Ox, эти желтые квадраты на белых от снега тротуарах Санкт-Петербурга! Он вечно играл с собой, но игра до ужаса напоминала явь. Как отражение в туманном от выдоха зеркале. Протри его платком и поразишься правильности и точности линий. Впрочем, в действительности являлся он и тем, и другим, и третьим, и четвертым, и пятым, и шестым, еще кем-то, чья злосчастная судьба не обозначалась точно в его взволнованном уме. И лишь когда он садился за стол, расплывчатые мечтания принимали чеканную форму, превращаясь в совсем иные – знакомые, реалистические – ситуации, портреты и пейзажи, которые стремительно оживали под отстающим от стремительной мысли, царапающим и брызжущим черными кляксами пером. Он фантазировал и ни за что не желал расставаться со своими эфемерными фантасмагориями, печальными или забавными, но всегда историческими. Они вышли на поверку серьезным, а главное, плодотворным занятием. Вот, например, как в ту болдинскую осень, накануне женитьбы. 7 сентября – «Бесы», 8-го – «Элегия», 9-го – «Гробовщик», 13-го – «Сказка о попе и о работнике его Балде», 14-го – «Станционный смотритель»… И многое, и многое другое…
Лошади сказочно мчались, будто по воздуху, подгоняемые ветром, и оштукатуренный ампир, столь по виду мощный в ледяном и гулком сумраке, вжимался от бешеной скачки в синеющие под луной сугробы по бокам, кренился и отлетал назад, за спину, толчком, призрачно и бесследно исчезая в бесовски взвихренных снежинках. Будки квартальных, похожие на клавиши фортепиано, были натыканы на перекрестках улиц. Они врезались в вытянутую вперед петровской шпагой перспективу.
Ах, Петербург, Петербург, сердцем к тебе быстро прирастаешь…
– Соскучился я, – зевнул Пушкин, – Скоро ли?
Место назначения ему теперь было безразлично. Зачем он вообще отозвался на приглашение?
– Александр Сергеевич, куда тебе спешить? Не желаешь ли завернуть сперва в немецкий трактир погреться? Он здесь, рядышком.
– С ума ты сошел? А еще свитский офицер! Хочешь лишиться эполет? – усмехнулся Пушкин.
– Пустое! – воскликнул Шлиппенбах. – Стой, Степка! Подай-ка шубу да шапку, что под козлами. И жарь к гостинодворцам – к тем, что в переулке, – ка огонек. У Людгардта пирожки с ливером – пальчики оближешь. Целковый за службу тебе на угощение!
Кучер, резко откинув тело назад, напряг вожжи струной. Сани скользнули кособоко и полозом уперлись в тротуар. Шлиппенбах, подстегнутый репликой Пушкина, заговорил о русской полиции, которая подстраивала гнусные каверзы гвардионцам при каждом удобном случае.

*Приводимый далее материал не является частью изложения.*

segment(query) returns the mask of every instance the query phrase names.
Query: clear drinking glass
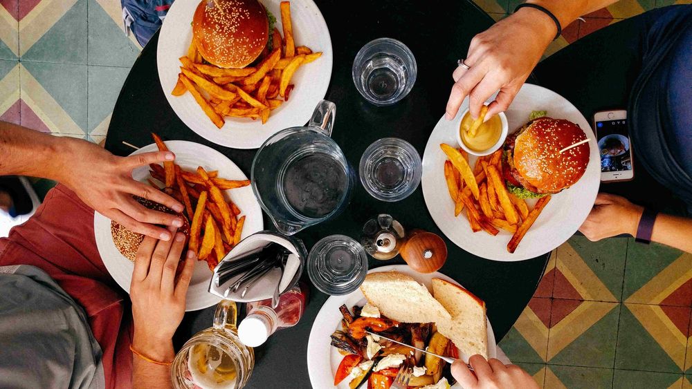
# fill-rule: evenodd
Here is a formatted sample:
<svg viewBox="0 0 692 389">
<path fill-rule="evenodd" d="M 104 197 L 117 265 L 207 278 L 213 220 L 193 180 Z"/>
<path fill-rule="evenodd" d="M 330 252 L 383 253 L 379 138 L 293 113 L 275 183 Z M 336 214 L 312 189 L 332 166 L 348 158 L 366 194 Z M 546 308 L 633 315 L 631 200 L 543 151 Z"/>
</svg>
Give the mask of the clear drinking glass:
<svg viewBox="0 0 692 389">
<path fill-rule="evenodd" d="M 421 156 L 410 143 L 385 137 L 370 145 L 361 157 L 361 182 L 370 196 L 382 201 L 408 197 L 421 182 Z"/>
<path fill-rule="evenodd" d="M 281 131 L 262 145 L 253 161 L 253 191 L 284 235 L 340 213 L 350 200 L 355 173 L 329 136 L 334 103 L 322 100 L 304 127 Z"/>
<path fill-rule="evenodd" d="M 408 95 L 418 68 L 406 45 L 392 38 L 379 38 L 358 52 L 352 73 L 356 88 L 363 97 L 376 106 L 385 106 Z"/>
<path fill-rule="evenodd" d="M 238 339 L 237 307 L 222 300 L 217 305 L 214 325 L 195 334 L 178 352 L 171 366 L 176 389 L 245 386 L 255 366 L 252 348 Z"/>
<path fill-rule="evenodd" d="M 307 273 L 317 289 L 333 296 L 358 289 L 367 274 L 363 246 L 345 235 L 331 235 L 315 244 L 307 258 Z"/>
</svg>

– Шутка в том, что даже Алексея Андреевича Аракчеева не избавляли от шпионства, – сказал с горькой издевкой Шлиппенбах. – Жена его, уверяют, содержалась субсидиями от чинов надзора. Супруга Аракчеева – не кто-нибудь!.. Суммы мадам выдавались, вероятно, не мизерные. Они-то и явились поводом к разрыву и изгнанию ее из дома чудовища. Обо всем остальном, о преступном сообществе то есть, позволительно узнать, правительство было осведомлено? Так что, Александр Сергеевич, не беспокойся. И при прежнем хозяине, и при нынешнем квартальные – дураки и взяточники, жандармы не лучше. Кому придет в ум, что я здесь, вместо того чтоб мчаться во дворец или домой, дрыхнуть перед новым дежурством? Пошалить ужас как хочется. Поболтаем, отведем душу. Мы ведь с тобой толком никогда не беседовали. Все о лошадях да в карты. Что внукам врать стану?
– Аракчеев – гений зла, страшный человек, но любопытен мне, – задумчиво протянул Пушкин. – Жалею, что умер он, а я с ним так и не увиделся и досыта не наговорился… Мой первый гонитель, но, надо отдать должное, предугадал во мне многое.

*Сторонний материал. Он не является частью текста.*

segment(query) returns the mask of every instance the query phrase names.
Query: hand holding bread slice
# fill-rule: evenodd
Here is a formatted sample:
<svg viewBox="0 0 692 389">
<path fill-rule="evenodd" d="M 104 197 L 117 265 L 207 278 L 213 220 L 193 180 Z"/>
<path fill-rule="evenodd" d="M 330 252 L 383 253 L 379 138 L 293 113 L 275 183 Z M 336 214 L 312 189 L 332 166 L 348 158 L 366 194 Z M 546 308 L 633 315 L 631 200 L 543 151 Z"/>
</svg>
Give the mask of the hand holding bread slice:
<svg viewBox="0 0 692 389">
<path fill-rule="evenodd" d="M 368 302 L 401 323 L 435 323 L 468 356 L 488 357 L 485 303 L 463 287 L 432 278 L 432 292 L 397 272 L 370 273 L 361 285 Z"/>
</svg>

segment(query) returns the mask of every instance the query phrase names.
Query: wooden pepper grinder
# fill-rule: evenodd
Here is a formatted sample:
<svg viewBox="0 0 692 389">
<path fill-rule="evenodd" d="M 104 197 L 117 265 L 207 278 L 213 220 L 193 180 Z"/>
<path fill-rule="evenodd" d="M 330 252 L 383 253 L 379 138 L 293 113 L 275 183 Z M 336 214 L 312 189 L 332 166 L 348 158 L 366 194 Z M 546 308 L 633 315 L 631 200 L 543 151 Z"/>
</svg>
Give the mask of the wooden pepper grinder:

– Было бы с кем слово молвить, а то со злодеем, – улыбнулся Шлиппенбах.
– Насчет нашей полиции ты неправ. Осведомленность ее превосходна, и, ей-ей, шпионы Дубельта достаточно ловки.
В памяти всплыла недавняя история с посланием Кюхельбекера из Баргузина.

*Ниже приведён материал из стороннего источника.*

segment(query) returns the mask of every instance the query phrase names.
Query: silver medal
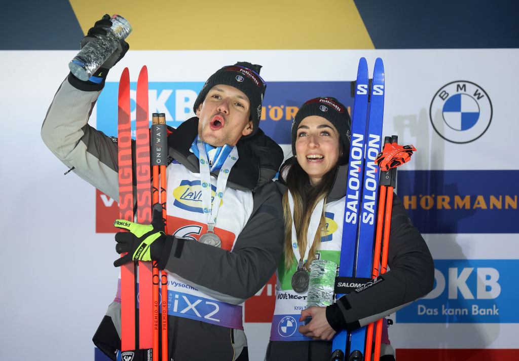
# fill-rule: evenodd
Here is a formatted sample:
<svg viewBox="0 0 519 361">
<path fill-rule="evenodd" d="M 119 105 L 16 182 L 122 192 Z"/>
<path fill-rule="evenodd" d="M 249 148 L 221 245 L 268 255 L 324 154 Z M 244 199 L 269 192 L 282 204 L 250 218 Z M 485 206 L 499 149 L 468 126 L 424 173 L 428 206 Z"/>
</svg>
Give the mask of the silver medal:
<svg viewBox="0 0 519 361">
<path fill-rule="evenodd" d="M 200 236 L 198 241 L 202 243 L 205 243 L 206 245 L 209 245 L 210 246 L 222 247 L 222 241 L 220 240 L 220 237 L 211 232 L 208 232 L 207 233 L 202 234 Z"/>
<path fill-rule="evenodd" d="M 308 289 L 309 283 L 310 275 L 303 267 L 303 262 L 300 261 L 297 265 L 297 270 L 292 276 L 291 282 L 292 289 L 296 293 L 304 293 Z"/>
</svg>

28 апреля 1836 года. Петербург.
«Милостивый государь, Александр Сергеевич!
Его сиятельство граф Александр Христофорович про-сит Вас доставить к нему письмо, полученное Вами от Кюхельбекера и с тем вместе желает непременно знать через кого Вы его получили.
С совершенным почтением и преданностью имею честь быть Ваш покорнейший слуга Александр Мордвинов».
28 апреля 1836 года. Петербург.
«Милостивый государь Александр Николаевич.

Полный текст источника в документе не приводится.